We prospectively recruited patients newly presenting with TLOC to an emergency department, an acute medical unit, and a first seizure or syncope clinic. We invited participants to complete an online questionnaire, either at home or at time of initial assessment. Two expert raters determined the cause of participants' TLOC after 6-month follow-up. We used independent development and validation samples to train a random forest classifier to predict diagnosis from participants' questionnaire responses and validate classifier performance. We compared classifier performance against penalized linear regression and referrer diagnosis.

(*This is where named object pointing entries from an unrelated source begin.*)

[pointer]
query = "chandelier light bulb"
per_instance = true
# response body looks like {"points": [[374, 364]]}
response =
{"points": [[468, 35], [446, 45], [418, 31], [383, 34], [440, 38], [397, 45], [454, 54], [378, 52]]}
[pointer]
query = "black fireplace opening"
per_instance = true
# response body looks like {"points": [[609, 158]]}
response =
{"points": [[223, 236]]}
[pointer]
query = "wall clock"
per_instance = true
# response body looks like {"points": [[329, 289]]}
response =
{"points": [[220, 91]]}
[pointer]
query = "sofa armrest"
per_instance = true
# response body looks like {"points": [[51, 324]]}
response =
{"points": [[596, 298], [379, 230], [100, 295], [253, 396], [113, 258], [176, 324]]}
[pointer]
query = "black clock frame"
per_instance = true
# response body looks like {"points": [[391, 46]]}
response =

We included 178 participants in the final analysis, of whom 46 identified a witness able to complete an additional witness questionnaire. Given low witness recruitment, we developed a classifier based on patient answers only. A classifier trained on 9 items correctly identified 63 of 78 diagnoses (80.8%) (95% CI 70.0-88.5), an increase over the accuracy of initial assessing clinicians who were only able to diagnose 70.5% correctly. Within this, 96% (87.0%-99.4%) of those expertly rated as having syncope were correctly classified by the classifier (classifier sensitivity); 40% (20%-63.6%) of those expertly rated after follow-up as having either epilepsy or functional/dissociative seizures were similarly classified as being nonsyncope (classifier specificity).
A machine-learning classifier for differential diagnosis of TLOC has comparable performance in differentiating between 3 main causes of primary TLOC as the current standard of care but is insufficiently accurate in its current form to warrant incorporation into routine care. A system including information from witnesses might improve classification performance.
本研究旨在开发并验证一种基于患者及目击者问卷的机器学习分类器,以辅助首次就诊时短暂意识丧失(TLOC)的鉴别诊断。
我们前瞻性招募了因TLOC首次到急诊科、急性内科病房及首次癫痫或晕厥门诊就诊的患者。我们邀请参与者在家中或初次评估时完成一份在线问卷。两名专家评估者在6个月随访后确定参与者TLOC的病因。我们使用独立的开发样本和验证样本训练随机森林分类器,以根据参与者的问卷回答预测诊断并验证分类器性能。我们将分类器性能与惩罚线性回归及转诊诊断进行比较。
最终分析纳入了178名参与者,其中46名确定有目击者能够完成一份额外的目击者问卷。鉴于目击者招募率较低,我们仅基于患者答案开发了一种分类器。基于9个项目训练的分类器正确识别了78例诊断中的63例(80.8%)(95%可信区间70.0 - 88.5),高于初始评估临床医生仅能正确诊断70.5%的准确率。其中,被专家评定为晕厥的患者中有96%(87.0% - 99.4%)被分类器正确分类(分类器敏感性);随访后被专家评定为患有癫痫或功能性/分离性发作的患者中,有40%(20% - 63.6%)同样被分类为非晕厥(分类器特异性)。
用于TLOC鉴别诊断的机器学习分类器在区分原发性TLOC的3种主要病因方面与当前护理标准具有相当的性能,但以其目前的形式准确性不足,无法保证纳入常规护理。包含目击者信息的系统可能会提高分类性能。